This repository contains the code implementation from our project "Generative Coreference Resolution".
Our code is based upon the work of the paper "Coreference Resolution without Span Representations" [1].
Clone "Coreference Resolution without Span Representations"'s repository:
git clone https://github.com/yuvalkirstain/s2e-coref.git
Copy the required changes for running:
cp -r src/* s2e-coref/
Install the requirements:
cd s2e-coref
pip install -r requirements.txt
Run (from inside the repo):
git clone https://github.com/conll/reference-coreference-scorers.git
This repo assumes access to the OntoNotes 5.0 corpus. Convert the original dataset into jsonlines format using:
export DATA_DIR=<data_dir>
python minimize.py $DATA_DIR
Credit: This script was taken from the e2e-coref repo.

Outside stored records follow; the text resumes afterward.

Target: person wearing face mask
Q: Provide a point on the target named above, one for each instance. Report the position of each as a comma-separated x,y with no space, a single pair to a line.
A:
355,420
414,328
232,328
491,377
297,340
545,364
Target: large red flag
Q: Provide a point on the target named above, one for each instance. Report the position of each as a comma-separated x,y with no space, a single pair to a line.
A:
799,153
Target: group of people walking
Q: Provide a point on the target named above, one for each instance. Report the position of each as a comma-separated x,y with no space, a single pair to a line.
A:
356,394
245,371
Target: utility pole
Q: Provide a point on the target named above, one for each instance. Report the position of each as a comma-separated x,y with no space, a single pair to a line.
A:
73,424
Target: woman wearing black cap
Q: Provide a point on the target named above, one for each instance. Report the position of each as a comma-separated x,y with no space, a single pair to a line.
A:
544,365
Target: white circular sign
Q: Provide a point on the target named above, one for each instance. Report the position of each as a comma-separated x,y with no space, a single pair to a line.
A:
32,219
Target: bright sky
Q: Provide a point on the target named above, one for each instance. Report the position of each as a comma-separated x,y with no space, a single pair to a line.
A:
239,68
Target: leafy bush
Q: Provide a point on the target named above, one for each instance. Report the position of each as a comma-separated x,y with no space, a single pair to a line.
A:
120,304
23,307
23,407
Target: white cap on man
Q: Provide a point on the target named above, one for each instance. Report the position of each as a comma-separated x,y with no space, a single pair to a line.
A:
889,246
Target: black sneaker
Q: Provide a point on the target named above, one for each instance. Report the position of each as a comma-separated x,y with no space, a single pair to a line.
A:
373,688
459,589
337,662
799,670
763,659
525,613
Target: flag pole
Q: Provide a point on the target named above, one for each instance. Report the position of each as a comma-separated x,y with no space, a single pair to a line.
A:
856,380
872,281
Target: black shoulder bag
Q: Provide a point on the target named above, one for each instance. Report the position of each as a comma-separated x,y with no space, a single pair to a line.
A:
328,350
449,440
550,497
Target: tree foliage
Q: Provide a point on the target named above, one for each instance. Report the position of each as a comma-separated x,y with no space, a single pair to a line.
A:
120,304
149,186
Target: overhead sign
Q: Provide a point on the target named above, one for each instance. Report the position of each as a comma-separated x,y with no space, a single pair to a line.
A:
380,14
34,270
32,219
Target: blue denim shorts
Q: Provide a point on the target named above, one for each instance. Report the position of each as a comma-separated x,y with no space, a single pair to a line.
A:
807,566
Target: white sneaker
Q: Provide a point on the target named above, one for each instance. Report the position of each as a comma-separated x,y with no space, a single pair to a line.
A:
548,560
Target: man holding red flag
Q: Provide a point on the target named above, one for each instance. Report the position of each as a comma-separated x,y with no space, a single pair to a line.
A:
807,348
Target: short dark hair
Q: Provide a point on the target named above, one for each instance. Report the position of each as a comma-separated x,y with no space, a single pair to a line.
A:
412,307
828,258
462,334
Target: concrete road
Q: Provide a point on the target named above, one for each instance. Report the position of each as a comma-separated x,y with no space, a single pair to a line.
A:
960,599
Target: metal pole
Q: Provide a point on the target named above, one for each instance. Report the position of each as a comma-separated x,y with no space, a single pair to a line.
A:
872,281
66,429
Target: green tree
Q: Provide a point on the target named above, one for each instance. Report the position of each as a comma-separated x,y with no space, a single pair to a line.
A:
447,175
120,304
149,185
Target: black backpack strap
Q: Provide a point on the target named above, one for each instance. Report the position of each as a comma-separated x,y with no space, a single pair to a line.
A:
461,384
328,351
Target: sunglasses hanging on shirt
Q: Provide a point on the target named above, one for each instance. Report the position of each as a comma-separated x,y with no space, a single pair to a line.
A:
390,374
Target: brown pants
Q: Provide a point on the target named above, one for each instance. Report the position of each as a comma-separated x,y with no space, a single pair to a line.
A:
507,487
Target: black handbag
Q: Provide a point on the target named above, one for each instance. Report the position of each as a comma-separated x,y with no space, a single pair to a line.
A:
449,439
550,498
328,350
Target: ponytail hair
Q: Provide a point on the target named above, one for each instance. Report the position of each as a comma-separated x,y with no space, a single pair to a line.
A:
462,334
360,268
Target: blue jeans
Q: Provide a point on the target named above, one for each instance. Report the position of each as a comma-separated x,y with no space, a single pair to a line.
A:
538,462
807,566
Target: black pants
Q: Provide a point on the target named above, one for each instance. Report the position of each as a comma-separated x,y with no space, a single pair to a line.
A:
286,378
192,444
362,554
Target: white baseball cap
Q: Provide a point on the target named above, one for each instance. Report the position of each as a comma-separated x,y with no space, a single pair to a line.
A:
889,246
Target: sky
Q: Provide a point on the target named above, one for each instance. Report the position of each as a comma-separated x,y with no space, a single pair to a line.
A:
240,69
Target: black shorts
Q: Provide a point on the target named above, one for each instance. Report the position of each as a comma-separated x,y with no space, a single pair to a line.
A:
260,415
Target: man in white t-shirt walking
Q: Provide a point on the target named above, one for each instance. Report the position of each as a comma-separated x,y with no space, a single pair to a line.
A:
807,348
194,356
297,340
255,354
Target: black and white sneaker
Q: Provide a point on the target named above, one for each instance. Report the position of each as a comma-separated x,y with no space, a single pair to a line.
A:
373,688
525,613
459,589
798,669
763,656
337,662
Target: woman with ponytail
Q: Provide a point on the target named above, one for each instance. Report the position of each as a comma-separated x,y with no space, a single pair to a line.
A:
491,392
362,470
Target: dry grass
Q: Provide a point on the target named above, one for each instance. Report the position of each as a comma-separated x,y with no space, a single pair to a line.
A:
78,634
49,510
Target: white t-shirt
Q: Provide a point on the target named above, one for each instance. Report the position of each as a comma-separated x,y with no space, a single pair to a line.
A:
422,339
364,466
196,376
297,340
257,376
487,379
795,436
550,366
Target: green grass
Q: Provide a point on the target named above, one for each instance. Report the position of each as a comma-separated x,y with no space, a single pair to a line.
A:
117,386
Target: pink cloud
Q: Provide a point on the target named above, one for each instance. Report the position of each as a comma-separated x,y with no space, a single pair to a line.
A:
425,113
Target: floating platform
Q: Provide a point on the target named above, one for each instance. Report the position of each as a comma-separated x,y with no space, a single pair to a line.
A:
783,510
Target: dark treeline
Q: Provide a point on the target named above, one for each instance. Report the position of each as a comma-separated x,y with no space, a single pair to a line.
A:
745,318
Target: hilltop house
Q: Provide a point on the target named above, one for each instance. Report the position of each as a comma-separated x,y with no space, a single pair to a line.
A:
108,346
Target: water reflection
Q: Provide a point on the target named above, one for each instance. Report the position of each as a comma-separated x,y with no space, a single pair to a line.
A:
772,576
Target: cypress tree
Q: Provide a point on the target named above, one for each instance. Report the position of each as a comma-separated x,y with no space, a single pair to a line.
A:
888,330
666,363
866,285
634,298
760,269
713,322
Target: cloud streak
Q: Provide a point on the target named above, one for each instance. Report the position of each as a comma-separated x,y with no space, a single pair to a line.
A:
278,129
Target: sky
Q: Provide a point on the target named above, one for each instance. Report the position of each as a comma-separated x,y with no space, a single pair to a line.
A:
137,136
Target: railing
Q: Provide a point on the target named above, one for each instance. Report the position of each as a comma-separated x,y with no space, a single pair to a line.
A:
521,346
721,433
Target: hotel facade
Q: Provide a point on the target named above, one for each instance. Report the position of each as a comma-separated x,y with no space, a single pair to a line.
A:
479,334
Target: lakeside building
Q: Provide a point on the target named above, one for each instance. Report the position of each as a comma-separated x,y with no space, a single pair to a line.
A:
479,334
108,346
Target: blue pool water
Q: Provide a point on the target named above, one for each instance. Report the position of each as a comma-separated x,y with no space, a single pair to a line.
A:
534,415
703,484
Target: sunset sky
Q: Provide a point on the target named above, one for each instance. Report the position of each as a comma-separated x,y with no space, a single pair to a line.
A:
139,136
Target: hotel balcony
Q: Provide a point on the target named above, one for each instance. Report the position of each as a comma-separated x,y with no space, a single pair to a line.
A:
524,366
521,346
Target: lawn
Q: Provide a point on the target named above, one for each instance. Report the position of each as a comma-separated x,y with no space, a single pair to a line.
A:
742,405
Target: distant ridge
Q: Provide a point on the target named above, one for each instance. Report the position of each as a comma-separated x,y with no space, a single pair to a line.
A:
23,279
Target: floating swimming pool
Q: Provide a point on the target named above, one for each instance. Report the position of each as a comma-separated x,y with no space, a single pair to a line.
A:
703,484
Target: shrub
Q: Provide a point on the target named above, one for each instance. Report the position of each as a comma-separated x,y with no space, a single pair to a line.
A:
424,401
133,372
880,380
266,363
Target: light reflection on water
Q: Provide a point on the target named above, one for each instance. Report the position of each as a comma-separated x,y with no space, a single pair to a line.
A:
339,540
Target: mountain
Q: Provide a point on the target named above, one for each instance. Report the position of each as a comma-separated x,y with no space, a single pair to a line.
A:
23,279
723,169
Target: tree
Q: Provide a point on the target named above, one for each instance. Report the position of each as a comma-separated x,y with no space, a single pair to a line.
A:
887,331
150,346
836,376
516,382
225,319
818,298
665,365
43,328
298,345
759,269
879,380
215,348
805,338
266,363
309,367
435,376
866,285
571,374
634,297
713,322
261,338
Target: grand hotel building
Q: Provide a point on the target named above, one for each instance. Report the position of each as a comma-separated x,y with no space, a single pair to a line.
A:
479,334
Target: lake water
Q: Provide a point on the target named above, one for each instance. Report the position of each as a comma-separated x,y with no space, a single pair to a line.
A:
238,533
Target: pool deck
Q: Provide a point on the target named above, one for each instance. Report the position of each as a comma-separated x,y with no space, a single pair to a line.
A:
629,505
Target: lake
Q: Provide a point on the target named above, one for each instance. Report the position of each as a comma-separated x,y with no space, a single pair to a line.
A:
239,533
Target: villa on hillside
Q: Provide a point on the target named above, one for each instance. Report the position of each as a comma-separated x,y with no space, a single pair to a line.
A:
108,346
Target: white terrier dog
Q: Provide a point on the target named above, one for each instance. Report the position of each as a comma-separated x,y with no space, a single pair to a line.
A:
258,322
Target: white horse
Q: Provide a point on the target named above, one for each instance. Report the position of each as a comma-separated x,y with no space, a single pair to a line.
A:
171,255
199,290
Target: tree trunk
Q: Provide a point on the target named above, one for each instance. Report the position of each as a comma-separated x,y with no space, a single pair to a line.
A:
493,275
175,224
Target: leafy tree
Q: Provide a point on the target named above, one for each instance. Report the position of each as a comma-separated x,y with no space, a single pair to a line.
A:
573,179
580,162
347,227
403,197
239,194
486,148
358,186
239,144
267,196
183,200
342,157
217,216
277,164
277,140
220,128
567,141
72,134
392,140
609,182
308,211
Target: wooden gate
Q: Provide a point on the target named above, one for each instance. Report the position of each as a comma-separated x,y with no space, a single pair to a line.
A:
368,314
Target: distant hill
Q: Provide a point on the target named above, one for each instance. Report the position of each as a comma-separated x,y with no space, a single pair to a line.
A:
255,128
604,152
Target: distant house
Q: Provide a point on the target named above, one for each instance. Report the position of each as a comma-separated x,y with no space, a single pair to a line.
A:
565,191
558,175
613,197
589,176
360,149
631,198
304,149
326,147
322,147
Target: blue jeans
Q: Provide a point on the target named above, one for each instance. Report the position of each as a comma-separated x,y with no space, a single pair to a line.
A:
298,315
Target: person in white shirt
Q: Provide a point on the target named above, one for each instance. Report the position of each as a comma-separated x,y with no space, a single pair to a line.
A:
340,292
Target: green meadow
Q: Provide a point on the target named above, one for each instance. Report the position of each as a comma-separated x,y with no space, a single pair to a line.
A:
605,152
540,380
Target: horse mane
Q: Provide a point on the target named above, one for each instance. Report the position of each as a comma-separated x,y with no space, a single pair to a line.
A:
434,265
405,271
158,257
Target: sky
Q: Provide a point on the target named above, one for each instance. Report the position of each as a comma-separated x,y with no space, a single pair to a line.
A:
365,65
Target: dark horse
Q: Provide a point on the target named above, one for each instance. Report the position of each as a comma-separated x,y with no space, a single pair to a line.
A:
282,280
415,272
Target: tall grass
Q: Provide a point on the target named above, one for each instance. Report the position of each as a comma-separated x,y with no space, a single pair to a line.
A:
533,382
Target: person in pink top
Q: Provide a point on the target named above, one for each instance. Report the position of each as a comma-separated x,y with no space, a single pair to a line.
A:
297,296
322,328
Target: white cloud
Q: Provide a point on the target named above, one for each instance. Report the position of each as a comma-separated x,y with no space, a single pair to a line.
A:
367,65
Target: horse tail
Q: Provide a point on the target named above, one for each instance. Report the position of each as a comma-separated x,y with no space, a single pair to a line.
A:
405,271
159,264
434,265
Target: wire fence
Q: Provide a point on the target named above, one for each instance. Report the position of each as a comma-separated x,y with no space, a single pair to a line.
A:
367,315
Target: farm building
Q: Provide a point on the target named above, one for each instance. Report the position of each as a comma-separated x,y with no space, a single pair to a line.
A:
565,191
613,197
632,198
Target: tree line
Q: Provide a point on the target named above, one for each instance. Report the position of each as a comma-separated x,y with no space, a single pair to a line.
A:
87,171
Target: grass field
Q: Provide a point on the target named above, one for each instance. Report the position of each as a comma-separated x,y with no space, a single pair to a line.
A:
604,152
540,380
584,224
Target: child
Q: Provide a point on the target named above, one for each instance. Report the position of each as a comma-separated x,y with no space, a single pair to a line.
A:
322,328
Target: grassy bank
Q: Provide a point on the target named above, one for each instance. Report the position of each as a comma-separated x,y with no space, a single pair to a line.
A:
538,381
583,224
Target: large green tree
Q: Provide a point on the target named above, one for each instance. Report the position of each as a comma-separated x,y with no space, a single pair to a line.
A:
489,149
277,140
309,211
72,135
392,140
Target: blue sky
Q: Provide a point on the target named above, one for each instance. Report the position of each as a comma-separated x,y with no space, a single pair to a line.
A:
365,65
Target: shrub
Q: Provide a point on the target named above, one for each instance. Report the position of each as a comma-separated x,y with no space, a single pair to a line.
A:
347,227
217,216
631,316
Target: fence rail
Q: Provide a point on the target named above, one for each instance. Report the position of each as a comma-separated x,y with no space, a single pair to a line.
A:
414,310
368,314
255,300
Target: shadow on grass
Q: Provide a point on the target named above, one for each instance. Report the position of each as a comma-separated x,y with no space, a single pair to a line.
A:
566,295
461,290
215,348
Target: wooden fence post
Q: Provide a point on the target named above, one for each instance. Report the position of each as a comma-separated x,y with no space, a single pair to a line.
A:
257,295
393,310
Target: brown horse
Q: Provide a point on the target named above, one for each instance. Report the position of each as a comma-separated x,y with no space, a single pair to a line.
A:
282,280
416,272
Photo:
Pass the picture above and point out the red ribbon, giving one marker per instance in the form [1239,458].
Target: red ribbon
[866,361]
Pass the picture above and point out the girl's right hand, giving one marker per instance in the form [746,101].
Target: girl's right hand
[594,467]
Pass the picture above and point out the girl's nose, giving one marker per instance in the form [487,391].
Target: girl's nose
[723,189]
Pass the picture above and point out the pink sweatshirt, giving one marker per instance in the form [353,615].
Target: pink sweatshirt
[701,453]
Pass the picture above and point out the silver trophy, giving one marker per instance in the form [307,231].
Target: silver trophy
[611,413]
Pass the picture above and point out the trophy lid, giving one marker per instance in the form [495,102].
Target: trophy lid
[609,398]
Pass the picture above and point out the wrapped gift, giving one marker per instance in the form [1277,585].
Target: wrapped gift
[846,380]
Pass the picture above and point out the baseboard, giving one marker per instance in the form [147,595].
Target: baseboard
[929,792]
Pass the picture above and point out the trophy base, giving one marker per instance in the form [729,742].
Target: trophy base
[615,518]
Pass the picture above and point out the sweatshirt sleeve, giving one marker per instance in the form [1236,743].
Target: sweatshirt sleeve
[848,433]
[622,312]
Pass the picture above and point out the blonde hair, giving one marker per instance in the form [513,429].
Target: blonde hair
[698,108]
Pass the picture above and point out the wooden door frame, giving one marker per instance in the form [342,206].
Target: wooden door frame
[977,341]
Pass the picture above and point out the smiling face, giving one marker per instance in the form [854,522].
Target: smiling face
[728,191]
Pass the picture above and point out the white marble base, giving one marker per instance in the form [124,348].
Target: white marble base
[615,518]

Download our trained model:
export MODEL_DIR=<model_dir>
gdown --id 1uPzu-wAnMoO84tK_urRLxO7zN6eRQ2fy --output temp_model.zip
unzip temp_model.zip -d $MODEL_DIR
rm -rf temp_model.zip
and run:
export OUTPUT_DIR=<output_dir>
export CACHE_DIR=<cache_dir>
export MODEL_DIR=<model_dir>
export DATA_DIR=<data_dir>
export SPLIT_FOR_EVAL=<dev or test>
python run_config.py \
--model_type t5-base \
--split_for_eval test \
--epochs 1 \
--model_name_or_path $MODEL_DIR \
--sent_num 10 \
--step_num 10
Train a coreference model using the run_config.py configuration:
export OUTPUT_DIR=<output_dir>
export CACHE_DIR=<cache_dir>
export MODEL_DIR=<model_dir>
export DATA_DIR=<data_dir>
export SPLIT_FOR_EVAL=<dev or test>
python run_config.py \
--model_type t5-base \
--split_for_eval test \
--epochs <num of epochs> \
--model_name_or_path $MODEL_DIR \
--sent_num 10 \
--step_num 10 \
--do_train
For changes of more parameters run:
python run_config.py \
run_config.py -h
and run accordingly
To evaluate your trained model on test go here.
[1] Coreference Resolution without Span Representations, 2021, Kirstain et al.